Europe midday: Stocks take moderate hit as rout in Turkish assets gathers momentum
Stocks are under the cosh at the end of the week as the rout in Turkey's currency extends, although for the moment at least the reverberations throughout global capital markets appear to be rather limited.
Nevertheless, and as analysts at Capital Economics pointed out, Turkish authorities had managed to back themselves into a bit of a corner.
"Turkey seems to have been on the brink of a crisis several times this decade, only for the central bank to do just enough to steady the ship. But there are reasons to think that emergency interest rate hikes during the current currency crisis might only provide fleeting relief.
"[...] The lessons from other countries that have managed to restore macroeconomic stability after a currency crisis is that they need tight fiscal and monetary policy for a lengthy period of time, usually under the auspices of an IMF deal. It's not clear that this is politically palatable in Turkey."
As of 1208 BST, the US dollar was jumping by 6.97% to 5.9375 against the Turkish lira, having earlier risen as high as 6.3005. Significantly, euro/dollar was also moving lower, slipping by 0.58% to 1.14604.
Russia's rouble on the other hand was relatively well-behaved, dipping by just 0.33% against the Greenback to 66.8918.

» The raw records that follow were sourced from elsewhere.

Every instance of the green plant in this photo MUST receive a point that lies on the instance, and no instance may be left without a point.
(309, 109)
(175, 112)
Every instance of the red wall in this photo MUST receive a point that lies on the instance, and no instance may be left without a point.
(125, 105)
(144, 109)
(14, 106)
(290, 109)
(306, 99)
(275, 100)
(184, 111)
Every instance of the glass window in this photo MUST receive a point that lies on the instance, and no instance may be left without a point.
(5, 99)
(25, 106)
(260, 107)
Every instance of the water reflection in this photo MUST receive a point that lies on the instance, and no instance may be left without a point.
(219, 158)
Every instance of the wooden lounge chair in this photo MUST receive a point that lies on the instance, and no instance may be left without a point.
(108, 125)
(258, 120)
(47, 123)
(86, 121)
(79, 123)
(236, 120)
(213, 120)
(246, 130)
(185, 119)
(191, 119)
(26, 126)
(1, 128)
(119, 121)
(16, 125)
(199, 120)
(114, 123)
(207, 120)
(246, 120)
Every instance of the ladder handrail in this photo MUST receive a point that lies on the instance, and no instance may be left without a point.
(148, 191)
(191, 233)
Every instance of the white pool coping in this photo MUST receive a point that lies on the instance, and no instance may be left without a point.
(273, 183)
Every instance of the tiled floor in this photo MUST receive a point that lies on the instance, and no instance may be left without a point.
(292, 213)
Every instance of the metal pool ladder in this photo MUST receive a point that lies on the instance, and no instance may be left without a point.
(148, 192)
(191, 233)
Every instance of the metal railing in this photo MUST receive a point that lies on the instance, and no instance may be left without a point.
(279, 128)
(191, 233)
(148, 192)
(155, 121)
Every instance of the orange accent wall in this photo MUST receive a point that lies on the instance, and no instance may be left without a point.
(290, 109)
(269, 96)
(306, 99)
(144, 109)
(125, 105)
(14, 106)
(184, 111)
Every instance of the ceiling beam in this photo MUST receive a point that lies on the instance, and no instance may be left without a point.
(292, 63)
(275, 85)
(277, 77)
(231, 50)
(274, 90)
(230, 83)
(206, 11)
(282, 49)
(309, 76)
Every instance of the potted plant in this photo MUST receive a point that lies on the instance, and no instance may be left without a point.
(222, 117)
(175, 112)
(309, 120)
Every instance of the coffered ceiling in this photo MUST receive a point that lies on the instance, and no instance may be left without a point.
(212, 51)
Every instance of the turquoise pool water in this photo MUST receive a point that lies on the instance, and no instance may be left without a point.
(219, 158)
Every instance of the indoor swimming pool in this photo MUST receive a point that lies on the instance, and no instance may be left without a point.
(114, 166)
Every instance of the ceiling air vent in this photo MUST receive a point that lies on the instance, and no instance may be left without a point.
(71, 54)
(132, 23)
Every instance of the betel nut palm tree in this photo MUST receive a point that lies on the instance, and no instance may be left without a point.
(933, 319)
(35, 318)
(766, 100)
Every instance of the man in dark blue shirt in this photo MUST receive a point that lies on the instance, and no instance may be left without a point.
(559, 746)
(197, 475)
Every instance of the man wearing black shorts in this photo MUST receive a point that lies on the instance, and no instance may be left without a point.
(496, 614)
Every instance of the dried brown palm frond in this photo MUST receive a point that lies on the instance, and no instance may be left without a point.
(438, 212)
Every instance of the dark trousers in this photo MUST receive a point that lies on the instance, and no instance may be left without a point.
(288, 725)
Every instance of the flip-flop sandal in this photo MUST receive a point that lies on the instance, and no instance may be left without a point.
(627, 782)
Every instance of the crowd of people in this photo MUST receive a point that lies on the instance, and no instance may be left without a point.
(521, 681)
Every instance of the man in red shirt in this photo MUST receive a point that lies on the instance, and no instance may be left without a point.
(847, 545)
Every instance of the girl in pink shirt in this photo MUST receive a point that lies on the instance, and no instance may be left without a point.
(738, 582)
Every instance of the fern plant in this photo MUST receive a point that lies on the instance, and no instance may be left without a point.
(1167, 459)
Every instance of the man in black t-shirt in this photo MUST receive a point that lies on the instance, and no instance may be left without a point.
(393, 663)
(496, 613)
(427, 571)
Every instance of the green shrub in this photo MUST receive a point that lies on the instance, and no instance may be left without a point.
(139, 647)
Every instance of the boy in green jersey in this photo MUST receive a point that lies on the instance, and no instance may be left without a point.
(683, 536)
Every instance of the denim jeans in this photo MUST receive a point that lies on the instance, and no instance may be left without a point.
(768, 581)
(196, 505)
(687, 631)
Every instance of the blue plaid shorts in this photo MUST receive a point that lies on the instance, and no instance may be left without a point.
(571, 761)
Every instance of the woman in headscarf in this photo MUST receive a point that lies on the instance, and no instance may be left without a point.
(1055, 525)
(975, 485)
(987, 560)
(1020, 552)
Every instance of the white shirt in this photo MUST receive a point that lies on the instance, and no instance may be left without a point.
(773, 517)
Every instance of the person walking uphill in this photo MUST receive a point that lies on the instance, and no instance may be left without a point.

To take note of, amid some 'market chatter' the day before that authorities in Ankara might soon impose capital controls, Turkey's Prime Minister, Recep Tayyip Erdogan, and the country's finance minister were scheduled to make announcements later on Friday.
Meanwhile, in equity markets, the benchmark Stoxx 600 was down by 0.84% or 3.26 points at 386.78, alongside a fall of 1.65% or 208.98 points to 12,466.87 for the German Dax.
Spain's Ibex 35 was slipping 1.07% or 103.90 points to 9,650.70.
As an aside, the yield on the benchmark 10-year Greek government bond was higher by 10 basis points to 4.21%.
European banks with specific exposure to Turkey were in the spotlight, with Spain's BBVA shedding 4.47% on the back of the turmoil in Turkish assets.
Italy's UniCredit was also under the cosh, giving back 3.35%
According to the Financial Times, the European Central Bank was concerned about the two lenders' exposure to the Mediterranean country, as well as BNP Paribas's - although the watchdog reportedly did no yet see the situation as "critical".